In my experience, government web sites aren’t difficult to use or extract data from because government workers don’t “know what’s going on” or are “overwhelmed by suck.” The real answer is probably closer to the “that-is-how-we’ve-always-done-it bug”—but even that simplifies a more complicated story.
Let’s say for the moment that you work at a large government agency and your job is to process a large household survey and make it available to the public (think, say, the Census Bureau). Up until the past couple of years or so, your target audience was other government workers, academics, and researchers in similar fields. And most of those analysts use tools similar to the ones you’re using: Stata, SAS, SPSS, MATLAB, maybe a little Fortran or C++. So what do you do? You create a data file so that they can download it, unpack it, and analyze it using those programming languages. Your primary audience is not journalists (data-driven journalism had not yet taken off) or bloggers (in-depth data blogging was just beginning) or data scientists (the term didn’t even exist).
Now, however, with the Open Data movement, interest in and demand for Big Data, expanded open source programming languages and tools, and the general explosion of DATA EVERYWHERE, everyone is clamoring for more of your government data. So the mandate has changed. And you, as the government worker who has for so long processed this survey the same way, now are being asked to provide that data in a variety of formats. You’re not familiar with those different file formats or tools, so you ask about training or maybe even hiring some additional staff. Unfortunately, that’s probably not going to happen. Demand for more (or better) data has not translated into more funds to train existing staff or hire new staff.

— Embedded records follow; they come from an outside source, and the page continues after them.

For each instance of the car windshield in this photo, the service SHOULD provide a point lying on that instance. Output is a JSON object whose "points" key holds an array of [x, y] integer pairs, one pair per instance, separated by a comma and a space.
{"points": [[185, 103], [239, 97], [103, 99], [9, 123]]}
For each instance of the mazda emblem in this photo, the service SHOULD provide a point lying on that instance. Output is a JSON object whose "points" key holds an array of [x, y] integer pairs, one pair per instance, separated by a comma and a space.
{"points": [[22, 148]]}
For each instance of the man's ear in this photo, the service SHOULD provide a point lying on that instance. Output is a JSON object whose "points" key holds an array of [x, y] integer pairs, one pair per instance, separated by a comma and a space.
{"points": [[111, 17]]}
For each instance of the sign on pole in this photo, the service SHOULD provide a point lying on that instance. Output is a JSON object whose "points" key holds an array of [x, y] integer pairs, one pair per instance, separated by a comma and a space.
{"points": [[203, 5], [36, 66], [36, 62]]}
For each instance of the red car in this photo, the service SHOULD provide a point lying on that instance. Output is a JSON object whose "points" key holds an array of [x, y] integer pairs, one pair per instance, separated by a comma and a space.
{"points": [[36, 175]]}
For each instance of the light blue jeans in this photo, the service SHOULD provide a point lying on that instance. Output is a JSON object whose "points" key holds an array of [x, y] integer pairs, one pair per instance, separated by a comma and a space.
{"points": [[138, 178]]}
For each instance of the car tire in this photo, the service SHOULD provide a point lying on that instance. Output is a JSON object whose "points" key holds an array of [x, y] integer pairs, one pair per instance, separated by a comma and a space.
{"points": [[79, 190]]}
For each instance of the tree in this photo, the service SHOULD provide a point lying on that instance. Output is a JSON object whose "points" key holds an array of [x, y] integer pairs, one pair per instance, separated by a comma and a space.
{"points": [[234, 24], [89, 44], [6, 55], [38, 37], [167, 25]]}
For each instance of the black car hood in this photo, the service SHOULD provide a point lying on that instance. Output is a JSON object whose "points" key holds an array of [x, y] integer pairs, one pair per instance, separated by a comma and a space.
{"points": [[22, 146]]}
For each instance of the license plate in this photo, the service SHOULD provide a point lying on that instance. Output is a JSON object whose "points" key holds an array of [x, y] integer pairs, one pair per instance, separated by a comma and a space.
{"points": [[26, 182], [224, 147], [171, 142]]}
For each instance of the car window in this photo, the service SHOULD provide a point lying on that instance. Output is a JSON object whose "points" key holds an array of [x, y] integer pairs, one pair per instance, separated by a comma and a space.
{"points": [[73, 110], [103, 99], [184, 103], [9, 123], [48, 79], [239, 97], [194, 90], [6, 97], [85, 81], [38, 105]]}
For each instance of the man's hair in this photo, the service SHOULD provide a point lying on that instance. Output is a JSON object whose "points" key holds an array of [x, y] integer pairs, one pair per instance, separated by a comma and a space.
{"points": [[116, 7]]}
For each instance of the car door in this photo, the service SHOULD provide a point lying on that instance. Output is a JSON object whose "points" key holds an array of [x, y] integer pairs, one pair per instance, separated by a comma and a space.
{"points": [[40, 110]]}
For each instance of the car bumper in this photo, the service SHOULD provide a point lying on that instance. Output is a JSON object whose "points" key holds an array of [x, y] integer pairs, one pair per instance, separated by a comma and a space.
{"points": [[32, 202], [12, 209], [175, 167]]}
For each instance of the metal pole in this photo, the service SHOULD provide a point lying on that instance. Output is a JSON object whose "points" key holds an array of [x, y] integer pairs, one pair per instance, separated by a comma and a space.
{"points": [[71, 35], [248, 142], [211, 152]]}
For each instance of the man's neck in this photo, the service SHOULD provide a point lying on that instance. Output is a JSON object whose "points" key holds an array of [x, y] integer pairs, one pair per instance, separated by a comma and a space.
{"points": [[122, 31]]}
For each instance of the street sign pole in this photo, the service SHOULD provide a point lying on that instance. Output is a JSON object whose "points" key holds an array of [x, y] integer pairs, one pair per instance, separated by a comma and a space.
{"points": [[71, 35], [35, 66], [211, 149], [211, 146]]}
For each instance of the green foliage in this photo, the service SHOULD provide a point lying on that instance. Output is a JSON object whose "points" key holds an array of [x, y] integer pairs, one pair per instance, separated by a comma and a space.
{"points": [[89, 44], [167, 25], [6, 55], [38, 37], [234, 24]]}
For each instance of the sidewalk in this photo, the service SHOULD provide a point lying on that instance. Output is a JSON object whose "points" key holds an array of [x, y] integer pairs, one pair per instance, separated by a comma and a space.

For example, between fiscal years 2011 and 2013, the overall budget appropriation for the Census Bureau fell from $1.2 billion to $859.3 million, a decline of over 25 percent. (It’s hard to tell, but that may actually be an overstatement of the decrease, if there were still some extra funds in the 2011 appropriation to process the 2010 decennial census.) At the Bureau of Economic Analysis, the producer of the National Income and Product Accounts, total appropriations fell by a smaller amount: from $93 million in 2011 to $89.8 million in 2013.
I don’t believe that government agencies can’t or don’t want to make their data more accessible or are so overwhelmed by the technology that they’re unable to come up with solutions. Instead, I think many agencies have yet to adjust to a world that demands data, and demands that it be easily accessible at all times. It’s going to take time, money, and training for the government to catch up.